Monday we drove straight to Oslo. We thought we would try a campsite first to see how crazy expensive it was, and then if it was unacceptable try and find somewhere free just outside the city. Luckily the campsite we found was OK. It wasn't cheap - but then nothing in Norway can be described as such. However, it was less than the last campsite we stayed at but it had free wifi and free electricity. Stu watched someone type in the code to enter the marina toilets, so we have the use of them too. We could also see the big ski jump slope off in the distance. It's basically a huge parking area behind the marina in Oslo, so there were loads of other motorhomes there of course. For the first time having electricity for a while we took the opportunity to charge up everything we have - so much quicker and easier than through the 12V plug. Stu note: there are well over a hundred motorhomes here - at £20 per night each this is serious money.

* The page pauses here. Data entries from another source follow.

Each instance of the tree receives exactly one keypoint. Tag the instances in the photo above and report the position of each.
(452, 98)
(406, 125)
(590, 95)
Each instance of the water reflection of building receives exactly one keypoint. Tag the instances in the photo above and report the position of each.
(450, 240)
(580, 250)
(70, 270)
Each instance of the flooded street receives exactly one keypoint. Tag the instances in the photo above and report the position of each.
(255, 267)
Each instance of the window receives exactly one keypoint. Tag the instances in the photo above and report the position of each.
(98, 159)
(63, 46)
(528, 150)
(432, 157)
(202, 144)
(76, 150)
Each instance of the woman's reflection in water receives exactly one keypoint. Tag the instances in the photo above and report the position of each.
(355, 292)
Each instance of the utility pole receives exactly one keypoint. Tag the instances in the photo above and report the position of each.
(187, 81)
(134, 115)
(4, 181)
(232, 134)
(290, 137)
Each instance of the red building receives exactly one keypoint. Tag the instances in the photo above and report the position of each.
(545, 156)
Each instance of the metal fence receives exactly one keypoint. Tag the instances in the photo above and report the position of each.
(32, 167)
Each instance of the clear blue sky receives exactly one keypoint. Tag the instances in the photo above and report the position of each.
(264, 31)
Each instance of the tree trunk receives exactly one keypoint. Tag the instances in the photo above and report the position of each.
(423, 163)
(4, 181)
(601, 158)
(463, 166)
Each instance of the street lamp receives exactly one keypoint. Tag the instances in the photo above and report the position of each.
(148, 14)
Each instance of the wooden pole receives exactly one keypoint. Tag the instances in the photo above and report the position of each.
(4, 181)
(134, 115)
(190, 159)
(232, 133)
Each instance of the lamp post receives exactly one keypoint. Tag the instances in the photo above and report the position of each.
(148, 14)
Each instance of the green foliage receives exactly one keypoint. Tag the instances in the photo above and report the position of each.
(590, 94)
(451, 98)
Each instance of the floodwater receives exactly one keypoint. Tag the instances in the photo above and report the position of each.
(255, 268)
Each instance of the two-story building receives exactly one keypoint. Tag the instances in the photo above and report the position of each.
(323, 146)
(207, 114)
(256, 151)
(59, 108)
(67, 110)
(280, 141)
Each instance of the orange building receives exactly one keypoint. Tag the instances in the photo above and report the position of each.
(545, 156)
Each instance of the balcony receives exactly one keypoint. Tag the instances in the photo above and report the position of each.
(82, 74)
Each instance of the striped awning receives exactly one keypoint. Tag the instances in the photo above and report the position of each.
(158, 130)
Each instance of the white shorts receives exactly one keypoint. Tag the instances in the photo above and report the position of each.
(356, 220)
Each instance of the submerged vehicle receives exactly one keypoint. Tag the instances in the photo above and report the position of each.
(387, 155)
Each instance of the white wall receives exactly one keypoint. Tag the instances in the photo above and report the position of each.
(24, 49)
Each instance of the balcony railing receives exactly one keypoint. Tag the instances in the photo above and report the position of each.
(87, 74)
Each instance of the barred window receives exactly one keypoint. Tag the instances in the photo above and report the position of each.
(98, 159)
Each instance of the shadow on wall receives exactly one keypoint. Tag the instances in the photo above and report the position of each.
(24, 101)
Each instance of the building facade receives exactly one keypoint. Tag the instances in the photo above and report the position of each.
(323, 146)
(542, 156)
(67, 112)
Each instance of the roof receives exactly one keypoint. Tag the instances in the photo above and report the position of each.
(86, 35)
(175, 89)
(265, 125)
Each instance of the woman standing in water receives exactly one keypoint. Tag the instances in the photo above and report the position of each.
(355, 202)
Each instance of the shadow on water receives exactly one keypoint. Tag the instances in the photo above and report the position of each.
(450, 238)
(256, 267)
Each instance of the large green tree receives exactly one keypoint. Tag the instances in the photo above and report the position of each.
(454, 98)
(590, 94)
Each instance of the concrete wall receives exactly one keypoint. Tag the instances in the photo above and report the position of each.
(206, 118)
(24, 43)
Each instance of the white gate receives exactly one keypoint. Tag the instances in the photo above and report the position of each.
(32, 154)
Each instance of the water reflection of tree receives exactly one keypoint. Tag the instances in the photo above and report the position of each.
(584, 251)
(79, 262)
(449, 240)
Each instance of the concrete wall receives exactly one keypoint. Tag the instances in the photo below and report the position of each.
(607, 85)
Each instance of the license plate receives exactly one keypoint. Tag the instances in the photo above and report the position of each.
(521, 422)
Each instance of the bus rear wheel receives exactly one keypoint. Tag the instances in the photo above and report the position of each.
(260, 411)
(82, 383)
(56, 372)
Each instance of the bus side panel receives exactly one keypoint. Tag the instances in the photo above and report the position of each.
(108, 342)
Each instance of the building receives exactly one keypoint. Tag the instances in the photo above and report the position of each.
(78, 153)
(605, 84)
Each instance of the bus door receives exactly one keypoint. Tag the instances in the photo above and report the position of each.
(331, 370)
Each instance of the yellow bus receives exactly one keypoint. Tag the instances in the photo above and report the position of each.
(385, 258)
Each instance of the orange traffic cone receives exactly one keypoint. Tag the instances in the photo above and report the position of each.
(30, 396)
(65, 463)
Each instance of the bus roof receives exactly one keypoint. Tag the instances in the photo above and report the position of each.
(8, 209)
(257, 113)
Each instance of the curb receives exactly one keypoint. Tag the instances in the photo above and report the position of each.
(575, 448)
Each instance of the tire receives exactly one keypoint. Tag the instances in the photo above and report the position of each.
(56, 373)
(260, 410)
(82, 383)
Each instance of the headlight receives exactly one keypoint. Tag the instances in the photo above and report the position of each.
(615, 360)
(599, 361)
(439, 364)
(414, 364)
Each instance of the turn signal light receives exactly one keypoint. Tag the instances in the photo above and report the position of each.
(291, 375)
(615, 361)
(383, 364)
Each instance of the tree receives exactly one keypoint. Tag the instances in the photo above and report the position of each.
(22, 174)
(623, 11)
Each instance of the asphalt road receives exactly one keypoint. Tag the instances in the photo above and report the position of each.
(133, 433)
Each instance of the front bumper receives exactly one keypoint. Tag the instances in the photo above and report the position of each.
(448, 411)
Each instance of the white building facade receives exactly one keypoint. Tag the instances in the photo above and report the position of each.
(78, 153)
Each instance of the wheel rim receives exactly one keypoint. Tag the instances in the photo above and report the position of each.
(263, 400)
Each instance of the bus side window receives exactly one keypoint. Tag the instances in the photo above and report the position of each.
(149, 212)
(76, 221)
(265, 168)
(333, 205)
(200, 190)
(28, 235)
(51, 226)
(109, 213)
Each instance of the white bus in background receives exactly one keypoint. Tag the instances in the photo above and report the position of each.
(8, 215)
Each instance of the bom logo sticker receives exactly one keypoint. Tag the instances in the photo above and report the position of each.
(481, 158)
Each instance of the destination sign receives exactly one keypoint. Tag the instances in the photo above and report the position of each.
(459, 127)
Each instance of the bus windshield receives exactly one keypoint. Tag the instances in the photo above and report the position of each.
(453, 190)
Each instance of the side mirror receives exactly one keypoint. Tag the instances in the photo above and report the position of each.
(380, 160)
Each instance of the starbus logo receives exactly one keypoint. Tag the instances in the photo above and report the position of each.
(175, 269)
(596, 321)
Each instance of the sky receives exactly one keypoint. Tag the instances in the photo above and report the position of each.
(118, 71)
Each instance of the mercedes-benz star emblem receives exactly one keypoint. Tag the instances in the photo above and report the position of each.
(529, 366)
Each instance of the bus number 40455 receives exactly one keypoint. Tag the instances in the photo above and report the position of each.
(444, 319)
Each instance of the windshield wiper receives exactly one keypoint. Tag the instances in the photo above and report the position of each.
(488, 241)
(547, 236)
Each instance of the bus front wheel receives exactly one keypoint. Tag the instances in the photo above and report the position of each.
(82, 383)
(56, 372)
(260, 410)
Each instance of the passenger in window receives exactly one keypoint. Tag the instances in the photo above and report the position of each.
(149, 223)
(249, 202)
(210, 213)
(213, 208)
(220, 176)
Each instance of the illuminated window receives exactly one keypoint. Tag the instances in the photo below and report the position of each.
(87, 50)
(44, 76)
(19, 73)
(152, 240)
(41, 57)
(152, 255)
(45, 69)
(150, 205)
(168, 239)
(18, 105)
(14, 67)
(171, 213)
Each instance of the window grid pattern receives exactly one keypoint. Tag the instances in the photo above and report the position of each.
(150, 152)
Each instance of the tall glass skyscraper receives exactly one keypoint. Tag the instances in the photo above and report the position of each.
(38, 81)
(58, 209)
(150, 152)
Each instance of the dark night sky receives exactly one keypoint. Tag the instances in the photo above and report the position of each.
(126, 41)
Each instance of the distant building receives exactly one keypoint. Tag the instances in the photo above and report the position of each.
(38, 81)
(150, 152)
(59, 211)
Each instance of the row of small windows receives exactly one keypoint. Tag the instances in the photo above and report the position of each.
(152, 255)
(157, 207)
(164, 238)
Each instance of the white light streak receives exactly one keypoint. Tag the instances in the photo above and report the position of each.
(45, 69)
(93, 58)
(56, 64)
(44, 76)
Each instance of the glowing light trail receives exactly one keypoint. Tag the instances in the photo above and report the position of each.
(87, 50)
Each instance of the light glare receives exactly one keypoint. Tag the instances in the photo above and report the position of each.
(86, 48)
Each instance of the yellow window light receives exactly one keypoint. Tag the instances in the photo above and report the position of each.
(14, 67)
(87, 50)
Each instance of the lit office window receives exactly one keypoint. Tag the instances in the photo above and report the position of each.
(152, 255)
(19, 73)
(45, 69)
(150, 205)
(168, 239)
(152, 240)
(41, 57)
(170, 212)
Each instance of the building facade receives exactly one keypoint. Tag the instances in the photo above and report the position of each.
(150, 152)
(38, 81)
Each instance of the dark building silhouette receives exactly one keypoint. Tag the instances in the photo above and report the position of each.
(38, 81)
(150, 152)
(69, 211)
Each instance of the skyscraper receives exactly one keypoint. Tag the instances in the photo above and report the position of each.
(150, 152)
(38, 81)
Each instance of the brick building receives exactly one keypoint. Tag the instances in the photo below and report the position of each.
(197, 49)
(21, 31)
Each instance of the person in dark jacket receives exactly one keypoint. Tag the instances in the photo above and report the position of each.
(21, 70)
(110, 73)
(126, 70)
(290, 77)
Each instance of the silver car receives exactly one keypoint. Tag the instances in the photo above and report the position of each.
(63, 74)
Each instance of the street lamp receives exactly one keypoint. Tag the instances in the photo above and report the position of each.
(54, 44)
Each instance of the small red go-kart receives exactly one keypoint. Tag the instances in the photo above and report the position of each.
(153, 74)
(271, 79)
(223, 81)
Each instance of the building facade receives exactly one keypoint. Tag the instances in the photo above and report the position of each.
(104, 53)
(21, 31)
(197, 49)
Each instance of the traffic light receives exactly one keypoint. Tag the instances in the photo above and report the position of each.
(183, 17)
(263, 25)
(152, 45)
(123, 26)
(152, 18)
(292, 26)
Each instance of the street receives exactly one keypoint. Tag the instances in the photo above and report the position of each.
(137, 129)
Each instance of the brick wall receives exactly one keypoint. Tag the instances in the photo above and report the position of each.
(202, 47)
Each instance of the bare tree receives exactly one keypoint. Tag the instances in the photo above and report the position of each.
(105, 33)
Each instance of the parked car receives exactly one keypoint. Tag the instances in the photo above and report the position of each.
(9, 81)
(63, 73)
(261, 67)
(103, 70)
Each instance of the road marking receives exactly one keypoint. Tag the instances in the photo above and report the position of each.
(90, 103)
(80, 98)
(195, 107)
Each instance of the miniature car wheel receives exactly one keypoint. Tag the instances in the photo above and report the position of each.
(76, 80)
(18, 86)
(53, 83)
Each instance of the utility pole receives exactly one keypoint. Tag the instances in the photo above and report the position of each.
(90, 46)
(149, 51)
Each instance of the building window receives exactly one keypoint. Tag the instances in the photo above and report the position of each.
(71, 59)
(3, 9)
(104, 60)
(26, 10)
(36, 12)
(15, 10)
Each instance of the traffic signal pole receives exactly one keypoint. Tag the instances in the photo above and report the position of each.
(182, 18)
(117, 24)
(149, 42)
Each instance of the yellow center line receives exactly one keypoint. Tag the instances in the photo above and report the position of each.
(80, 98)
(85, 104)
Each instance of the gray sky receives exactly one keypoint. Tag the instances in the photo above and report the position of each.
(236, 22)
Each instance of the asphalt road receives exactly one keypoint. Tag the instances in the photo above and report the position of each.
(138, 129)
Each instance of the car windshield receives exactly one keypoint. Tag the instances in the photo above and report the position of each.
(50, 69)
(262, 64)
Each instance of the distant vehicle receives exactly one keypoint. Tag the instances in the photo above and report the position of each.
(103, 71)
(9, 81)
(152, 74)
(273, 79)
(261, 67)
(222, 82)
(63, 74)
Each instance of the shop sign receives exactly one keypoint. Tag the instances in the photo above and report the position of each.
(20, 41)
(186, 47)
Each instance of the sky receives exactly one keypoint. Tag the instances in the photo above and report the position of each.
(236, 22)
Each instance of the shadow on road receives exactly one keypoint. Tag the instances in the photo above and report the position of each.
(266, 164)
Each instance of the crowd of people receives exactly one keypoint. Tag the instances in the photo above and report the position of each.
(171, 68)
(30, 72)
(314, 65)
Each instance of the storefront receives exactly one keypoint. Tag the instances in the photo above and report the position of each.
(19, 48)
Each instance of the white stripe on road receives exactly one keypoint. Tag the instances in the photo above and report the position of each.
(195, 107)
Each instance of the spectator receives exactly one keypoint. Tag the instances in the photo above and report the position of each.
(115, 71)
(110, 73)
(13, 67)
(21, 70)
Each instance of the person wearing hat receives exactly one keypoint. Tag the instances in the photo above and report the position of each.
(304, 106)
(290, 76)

This was also the first time we had been out on our bikes for a while too, and it was nice to get some proper exercise again. We headed first to Frogner Park. It was a nice big area to cycle around, and the main attraction within the park is the great Vigeland Sculpture Arrangement, designed by Gustav Vigeland. We cycled on towards the Royal Palace, altough the front grounds were being renovated which meant taking a decent picture wasn't very easy.
We took a walk down Karl Johans Gate, which is essentially the main high street. It looked fairly good for shopping, and was really busy with people. This route took us out in front of the Parliament building, and another little cycle lead us to Akershus Castle and Fortress, a medieval castle originally build to defend Norway in the late 1290s, but remodelled and modernised in the early 17th century. Part of it was just closing when we arrived so we didn't get to see inside. It gave a good view of Oslofjord from the fortress edge though.
Before heading back to the motorhome we decided to stop at a cafe for a drink, as it had been a hot and thirsty day on the bikes. We had originally planned to get a cold beer, but after seeing the prices in the menu I opted for a coke and Stu got some tap water. The cheapest beer was about £12! The pale ale, for 500ml, was a chilling £18.40!
On reflection I'm glad we came to Oslo - I don't think you could come to Norway and not visit it, but it's certainly not the most attractive city in the world. I'm sure we could have gone to some museums to make it more interesting but we found that an afternoon was plenty of time to see everything we wanted to.